WHAT IS THE PURPOSE OF A BITE GUARD?
The purpose of a bite guard is to protect the teeth, the jaw muscles and the jaw joints. The main destructive forces that a bite guard is designed to reduce are wear of teeth, sore or painful jaw muscles and damage to the jaw joints. These pathologies can be progressive, meaning they get worse over time and people are generally unaware that any damage is occurring.
Wear is one of the most destructive forces that can shorten the life of a tooth, or indeed an entire dentition. Teeth are designed for chewing, speaking and swallowing, what we call functional habits. The enamel of a tooth is the hardest substance in the body and is well designed to handle functional forces. Tooth wear does not generally come from these functional forces, but from the parafunctional forces of clenching and grinding. For the most part people tend to clench during the day and grind at night. As the back teeth wear down they are not able to protect the front teeth properly and the front teeth become involved, often resulting in thinning or chipping, rough edges. Most people do grind their teeth at night and most people are unaware of doing it. These parafunctional clenching and grinding forces are what cause teeth to break and are a major cause of broken dental work as well. Grinding forces are exponentially higher that chewing forces, meaning we grind much harder than we chew and if tooth structure or dental work gets in the way it will lose, meaning it will break. One function of a bite guard is to separate the teeth, so they are not able to grind against each other.
Another function of a bite guard is to reduce jaw muscle activity during grinding. A bite guard cannot stop someone from grinding, but it can reduce the muscle strength used to do so resulting in much less wear and tear. Signs and symptoms of grinding can be overdeveloped size of jaw muscles, waking up with sore or tight jaw muscles, or jaw pain or tension headaches at the end of the day. If the jaw muscles are overactive and working hard at night they are at risk to become sore or painful at some point, often during a stressful time that pushes them over the edge. Anyone who has experienced muscle related jaw pain knows it can be a debilitating condition. A bite guard helps to ensure the muscles do not reach that point. Increased risks for nighttime grinding are snoring, acid reflux, sleep apnea, and certain anti anxiety medications.
The jaw joints are two of the most complex joints in the body. Clicking, popping or crunching in either joint is not normal, but means there has been some level of destruction within the joint. Most people’s teeth do not line up perfectly when they bite together, resulting in the joints being out of place and the muscles having to work to hold the jaw in place and with the muscles having to activate both they and the joint become stretched and stressed. The ligaments around the joint are not like rubber bands; they do not rebound back when they stretch but instead remain at the stretched length. A proper bite guard is designed to take the stress off of the joint and it’s supporting structures.

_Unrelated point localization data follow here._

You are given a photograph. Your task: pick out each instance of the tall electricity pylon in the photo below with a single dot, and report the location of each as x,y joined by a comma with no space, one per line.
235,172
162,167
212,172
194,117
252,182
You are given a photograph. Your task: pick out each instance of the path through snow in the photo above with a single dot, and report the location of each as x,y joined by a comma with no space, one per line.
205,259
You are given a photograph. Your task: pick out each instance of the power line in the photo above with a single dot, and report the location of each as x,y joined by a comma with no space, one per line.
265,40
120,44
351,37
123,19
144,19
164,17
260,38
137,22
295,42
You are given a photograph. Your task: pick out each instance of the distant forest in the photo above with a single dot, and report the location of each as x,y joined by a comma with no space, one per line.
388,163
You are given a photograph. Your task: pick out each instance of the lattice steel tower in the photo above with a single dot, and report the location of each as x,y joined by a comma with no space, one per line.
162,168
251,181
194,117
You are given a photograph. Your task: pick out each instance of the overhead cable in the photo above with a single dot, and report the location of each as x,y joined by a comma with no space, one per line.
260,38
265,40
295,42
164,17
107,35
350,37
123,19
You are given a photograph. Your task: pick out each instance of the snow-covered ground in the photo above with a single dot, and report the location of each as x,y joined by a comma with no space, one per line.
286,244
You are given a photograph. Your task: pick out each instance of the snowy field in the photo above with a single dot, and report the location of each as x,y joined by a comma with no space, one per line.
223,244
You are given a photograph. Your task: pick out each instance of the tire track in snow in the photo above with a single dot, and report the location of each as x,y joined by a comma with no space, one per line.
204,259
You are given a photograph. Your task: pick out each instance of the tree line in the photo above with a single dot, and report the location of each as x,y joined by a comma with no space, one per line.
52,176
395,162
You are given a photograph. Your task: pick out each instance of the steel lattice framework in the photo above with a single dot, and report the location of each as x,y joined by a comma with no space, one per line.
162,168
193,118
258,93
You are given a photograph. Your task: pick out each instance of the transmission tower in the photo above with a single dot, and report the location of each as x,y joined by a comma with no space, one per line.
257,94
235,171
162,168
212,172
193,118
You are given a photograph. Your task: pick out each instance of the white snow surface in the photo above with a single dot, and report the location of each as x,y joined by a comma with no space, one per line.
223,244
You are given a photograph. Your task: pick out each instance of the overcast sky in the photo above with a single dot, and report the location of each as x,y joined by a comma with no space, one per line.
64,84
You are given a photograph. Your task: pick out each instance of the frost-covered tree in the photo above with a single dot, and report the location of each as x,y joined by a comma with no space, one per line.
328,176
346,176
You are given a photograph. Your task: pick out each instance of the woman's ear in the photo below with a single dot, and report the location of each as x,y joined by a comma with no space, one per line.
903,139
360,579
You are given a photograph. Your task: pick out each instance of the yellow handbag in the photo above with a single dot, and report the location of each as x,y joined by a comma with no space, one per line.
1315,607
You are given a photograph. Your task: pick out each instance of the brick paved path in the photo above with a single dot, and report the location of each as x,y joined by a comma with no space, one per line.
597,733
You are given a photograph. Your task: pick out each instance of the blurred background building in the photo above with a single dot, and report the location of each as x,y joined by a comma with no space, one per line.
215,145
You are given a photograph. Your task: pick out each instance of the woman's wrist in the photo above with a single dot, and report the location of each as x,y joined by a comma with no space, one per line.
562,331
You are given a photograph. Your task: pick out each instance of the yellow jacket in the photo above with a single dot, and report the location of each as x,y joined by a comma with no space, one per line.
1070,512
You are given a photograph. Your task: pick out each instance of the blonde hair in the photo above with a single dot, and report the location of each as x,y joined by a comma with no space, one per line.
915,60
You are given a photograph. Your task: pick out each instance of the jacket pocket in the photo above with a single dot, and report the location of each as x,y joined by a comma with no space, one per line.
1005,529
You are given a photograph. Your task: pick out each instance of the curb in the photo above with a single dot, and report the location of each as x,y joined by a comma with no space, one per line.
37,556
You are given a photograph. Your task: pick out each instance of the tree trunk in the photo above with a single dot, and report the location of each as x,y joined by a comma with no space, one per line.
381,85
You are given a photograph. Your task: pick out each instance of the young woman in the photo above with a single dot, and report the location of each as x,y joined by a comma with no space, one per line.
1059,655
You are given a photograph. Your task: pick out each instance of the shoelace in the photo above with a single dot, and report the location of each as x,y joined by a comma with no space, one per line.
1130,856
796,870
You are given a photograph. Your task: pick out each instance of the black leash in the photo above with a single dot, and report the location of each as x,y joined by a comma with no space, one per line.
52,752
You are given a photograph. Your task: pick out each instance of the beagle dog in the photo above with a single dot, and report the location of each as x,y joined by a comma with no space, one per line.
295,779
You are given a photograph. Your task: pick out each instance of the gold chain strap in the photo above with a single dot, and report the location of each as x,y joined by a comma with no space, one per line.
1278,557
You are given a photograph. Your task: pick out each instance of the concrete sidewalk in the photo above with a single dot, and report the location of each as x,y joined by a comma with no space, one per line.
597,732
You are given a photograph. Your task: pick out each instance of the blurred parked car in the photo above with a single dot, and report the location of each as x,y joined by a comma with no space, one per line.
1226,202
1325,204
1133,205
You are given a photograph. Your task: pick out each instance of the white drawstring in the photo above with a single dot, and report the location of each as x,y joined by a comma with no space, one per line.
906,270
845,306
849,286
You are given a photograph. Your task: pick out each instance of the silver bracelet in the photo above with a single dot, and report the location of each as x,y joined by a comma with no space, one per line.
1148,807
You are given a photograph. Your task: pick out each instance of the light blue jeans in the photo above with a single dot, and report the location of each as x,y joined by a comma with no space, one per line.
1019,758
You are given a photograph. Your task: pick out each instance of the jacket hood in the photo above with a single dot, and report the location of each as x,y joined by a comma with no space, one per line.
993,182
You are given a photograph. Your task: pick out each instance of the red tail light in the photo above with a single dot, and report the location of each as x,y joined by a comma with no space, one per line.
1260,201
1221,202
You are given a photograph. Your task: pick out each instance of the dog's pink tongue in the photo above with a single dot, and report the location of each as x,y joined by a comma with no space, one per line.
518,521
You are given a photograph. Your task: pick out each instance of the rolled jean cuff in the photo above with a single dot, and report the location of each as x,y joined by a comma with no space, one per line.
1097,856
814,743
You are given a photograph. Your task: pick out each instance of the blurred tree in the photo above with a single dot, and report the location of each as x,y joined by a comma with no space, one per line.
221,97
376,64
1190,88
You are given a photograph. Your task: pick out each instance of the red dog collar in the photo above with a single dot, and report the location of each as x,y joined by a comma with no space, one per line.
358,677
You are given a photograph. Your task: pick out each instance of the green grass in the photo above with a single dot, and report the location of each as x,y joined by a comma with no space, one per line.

Not all bite guards are created equal. Most bite guards are protective only, separating the teeth but not helping (and maybe hurting) the joints and muscles. These are 80% of the bite guards made by dentists and are generally clear and can be softened when placed in warm water. To be truly functional a bite guard should be rigid to provide a solid platform to control the bite, for only then can the muscles and joints be protected with less stress. Bite guards at Comprehensive and Cosmetic Dental Studio of Greenville are custom made on site to the highest specifications ensuring that all three phases of potential destruction are addressed: the teeth, the muscles and the joints.